The prompt I offered at one of our last Write Whole sessions was “things we aren’t supposed to talk about.” (You can make a list of those things, if you want, or simply dive into the first thing that comes up for you when you hear that phrase); we wrote for twenty minutes.
Here’s what I wrote:
I am afraid of dying. I am still afraid of dying. It has been twenty years since last he put his hands on me, he has been in prison for seventeen years, and still something in me remains stalled.

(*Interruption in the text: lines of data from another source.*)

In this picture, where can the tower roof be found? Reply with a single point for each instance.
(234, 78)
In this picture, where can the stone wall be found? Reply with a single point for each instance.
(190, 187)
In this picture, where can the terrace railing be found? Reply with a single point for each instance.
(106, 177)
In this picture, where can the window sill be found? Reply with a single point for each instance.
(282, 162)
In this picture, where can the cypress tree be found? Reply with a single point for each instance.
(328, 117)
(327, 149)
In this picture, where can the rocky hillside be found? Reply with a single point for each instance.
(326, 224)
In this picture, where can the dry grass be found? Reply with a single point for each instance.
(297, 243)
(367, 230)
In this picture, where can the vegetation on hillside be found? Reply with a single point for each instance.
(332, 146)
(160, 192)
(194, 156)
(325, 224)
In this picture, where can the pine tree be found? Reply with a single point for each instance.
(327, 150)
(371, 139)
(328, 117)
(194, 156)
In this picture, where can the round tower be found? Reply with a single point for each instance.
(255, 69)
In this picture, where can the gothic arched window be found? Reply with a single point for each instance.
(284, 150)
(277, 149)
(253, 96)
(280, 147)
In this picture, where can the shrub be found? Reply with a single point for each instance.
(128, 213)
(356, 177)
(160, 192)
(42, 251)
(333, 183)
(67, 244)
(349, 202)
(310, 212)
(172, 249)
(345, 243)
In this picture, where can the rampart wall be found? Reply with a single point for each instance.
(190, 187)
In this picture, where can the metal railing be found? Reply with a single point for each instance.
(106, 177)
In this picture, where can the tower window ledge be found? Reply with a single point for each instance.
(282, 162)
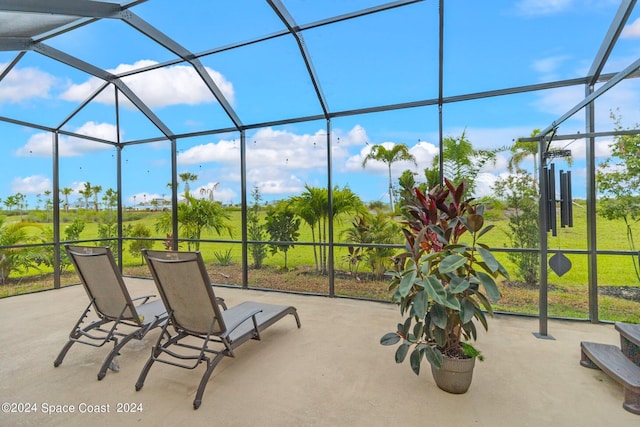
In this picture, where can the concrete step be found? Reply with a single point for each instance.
(614, 363)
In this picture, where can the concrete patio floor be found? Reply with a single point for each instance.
(331, 372)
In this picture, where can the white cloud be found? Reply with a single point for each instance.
(41, 144)
(542, 7)
(33, 184)
(549, 65)
(25, 83)
(631, 31)
(178, 84)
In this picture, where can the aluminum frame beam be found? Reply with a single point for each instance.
(91, 9)
(296, 32)
(615, 29)
(103, 75)
(168, 43)
(592, 97)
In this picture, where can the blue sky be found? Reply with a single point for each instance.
(380, 59)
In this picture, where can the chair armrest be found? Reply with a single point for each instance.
(145, 297)
(234, 320)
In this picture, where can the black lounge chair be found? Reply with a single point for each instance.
(118, 319)
(183, 284)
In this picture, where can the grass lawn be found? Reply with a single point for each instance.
(568, 294)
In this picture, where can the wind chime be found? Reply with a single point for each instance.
(558, 263)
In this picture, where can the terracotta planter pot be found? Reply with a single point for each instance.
(454, 376)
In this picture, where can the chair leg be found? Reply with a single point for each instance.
(205, 379)
(63, 353)
(145, 371)
(113, 353)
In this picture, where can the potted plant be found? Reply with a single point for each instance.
(443, 285)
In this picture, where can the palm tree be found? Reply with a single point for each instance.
(313, 207)
(398, 152)
(310, 206)
(96, 189)
(65, 192)
(86, 192)
(196, 216)
(523, 149)
(186, 177)
(209, 191)
(462, 162)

I’ve had friends who don’t want to hear that I am still afraid of my stepfather killing me, that I bear the steel-rod terror still along my spine and through my shoulders that one day he will be released or escape from jail, come and find me and do, finally, what he promised so many years ago, when I first tried to get him to stop what he was doing to me, when I tried to stop the “sexual part of our relationship,” as he liked for me to call it. How had we gotten into the conversation, my friend and I? I said I was afraid I would freeze if I ever opened the door to find my stepfather standing there. My friend was aghast – and though he didn’t try to be, was profoundly shaming. He wanted a different response from me, and so I gave him one: I stopped talking about it. His telling me that I should remember that I am not the 19 or 23 or 21 year old I was when he last threatened me didn’t help. His grimace of feminist disappointment didn’t help.
I remembered – this is my fear to carry alone.

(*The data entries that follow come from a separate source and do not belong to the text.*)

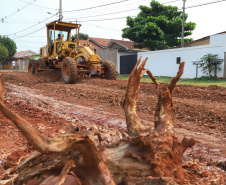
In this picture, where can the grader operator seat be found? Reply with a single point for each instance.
(53, 29)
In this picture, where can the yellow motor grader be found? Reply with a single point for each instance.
(74, 61)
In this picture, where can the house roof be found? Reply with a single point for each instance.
(100, 41)
(199, 40)
(123, 43)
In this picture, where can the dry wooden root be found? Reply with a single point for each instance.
(92, 169)
(134, 125)
(162, 149)
(146, 155)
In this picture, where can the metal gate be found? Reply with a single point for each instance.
(127, 63)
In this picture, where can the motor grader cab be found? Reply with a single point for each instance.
(75, 61)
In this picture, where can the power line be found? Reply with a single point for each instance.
(105, 19)
(29, 33)
(104, 14)
(31, 26)
(4, 18)
(205, 4)
(115, 12)
(39, 5)
(96, 6)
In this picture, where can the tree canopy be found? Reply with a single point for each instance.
(157, 27)
(207, 65)
(9, 44)
(81, 36)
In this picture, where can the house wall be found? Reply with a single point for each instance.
(163, 62)
(201, 43)
(116, 46)
(118, 58)
(218, 38)
(108, 54)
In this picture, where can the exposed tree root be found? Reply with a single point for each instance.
(147, 155)
(93, 169)
(162, 149)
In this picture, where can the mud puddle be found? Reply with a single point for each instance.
(66, 110)
(96, 115)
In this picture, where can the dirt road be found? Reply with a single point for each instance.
(52, 107)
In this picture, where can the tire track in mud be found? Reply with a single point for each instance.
(96, 115)
(65, 110)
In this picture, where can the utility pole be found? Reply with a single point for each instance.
(182, 32)
(60, 11)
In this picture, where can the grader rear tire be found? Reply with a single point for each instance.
(69, 70)
(40, 64)
(31, 67)
(110, 71)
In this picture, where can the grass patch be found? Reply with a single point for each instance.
(203, 81)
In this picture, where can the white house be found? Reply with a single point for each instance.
(165, 62)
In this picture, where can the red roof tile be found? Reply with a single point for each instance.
(100, 41)
(128, 44)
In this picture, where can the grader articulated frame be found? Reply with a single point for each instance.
(74, 61)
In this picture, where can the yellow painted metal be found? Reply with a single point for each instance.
(50, 52)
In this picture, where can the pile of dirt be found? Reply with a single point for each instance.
(200, 111)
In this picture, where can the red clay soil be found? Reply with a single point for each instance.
(52, 107)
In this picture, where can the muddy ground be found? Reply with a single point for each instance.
(52, 107)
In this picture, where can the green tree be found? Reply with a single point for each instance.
(9, 44)
(4, 54)
(157, 27)
(207, 65)
(81, 36)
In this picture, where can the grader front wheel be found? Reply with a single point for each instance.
(69, 70)
(109, 70)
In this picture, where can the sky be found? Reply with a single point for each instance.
(24, 20)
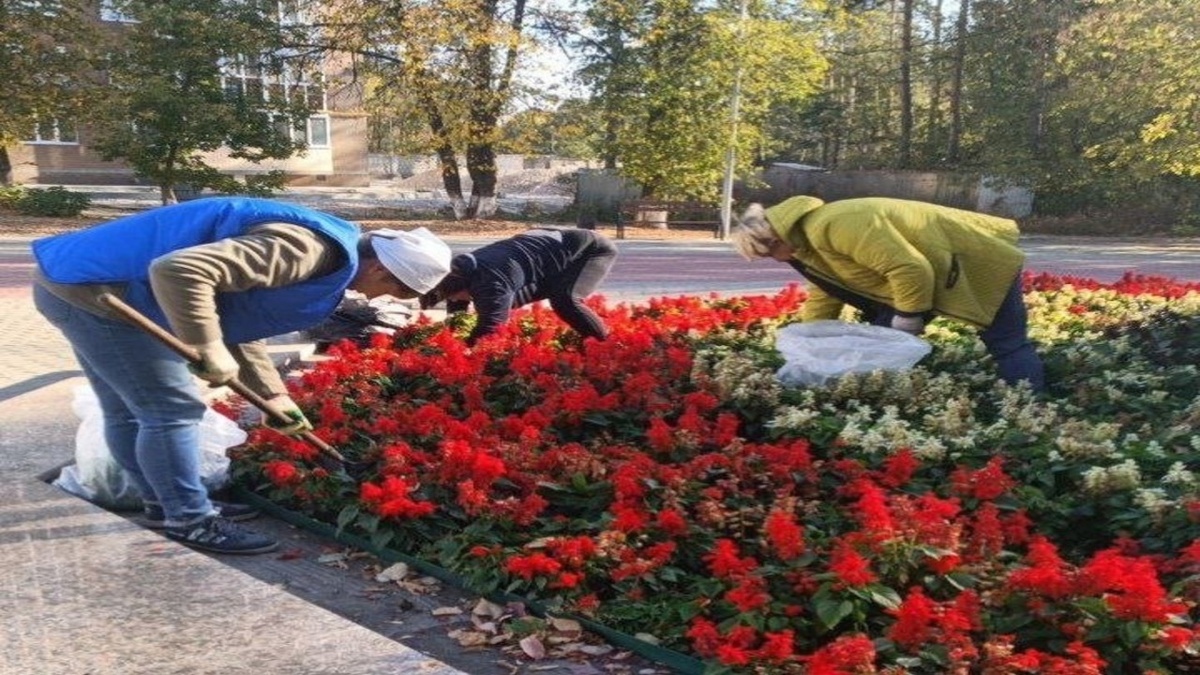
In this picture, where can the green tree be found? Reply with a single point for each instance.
(567, 131)
(45, 66)
(1132, 70)
(191, 77)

And it’s a site of shame – of course I know I should let it go. I know I shouldn’t believe one more of his lies. Where is this going? Last month, a friend dies at 50 with yes so much more of his life left to head and yet a gorgeous legacy of work and craft and community – and, at 41, I feel like I am still in limbo, still waiting for this man to die before I can truly open up the spigot of my heart, still sure that anyone I open my heart to will get killed as well, still afraid that any ambitions I pursue or life I build will be precisely what he will take delight in tearing away from me, burning in front of me. Torturing me until I relinquish. This was always his way. Why would twenty years make any different to a sociopath?
And so I try to remember to breathe, how to breathe, try to remember that, if he’s going to kill me, it probably won’t be today – and today I have some of my own beautiful and free life to live. I want to understand how to rid my body, my hard-grasping psyche, of this terror. I want to know how to communicate freedom and safety to my body, I want to know how to love freely into this life, how to stop mourning my inability to heal faster than I have. Maybe it all comes down to breath.
It seems true that I am not supposed to talk about the way this terror still lines my shoes, lives beneath my knees, behind my eyes; no, I no longer wait for him to come through a window. No, the place where this terror lives is inside my bones now. It stops up my reaching, my wingspan. Just once before I die I would like to know I’ve flown free.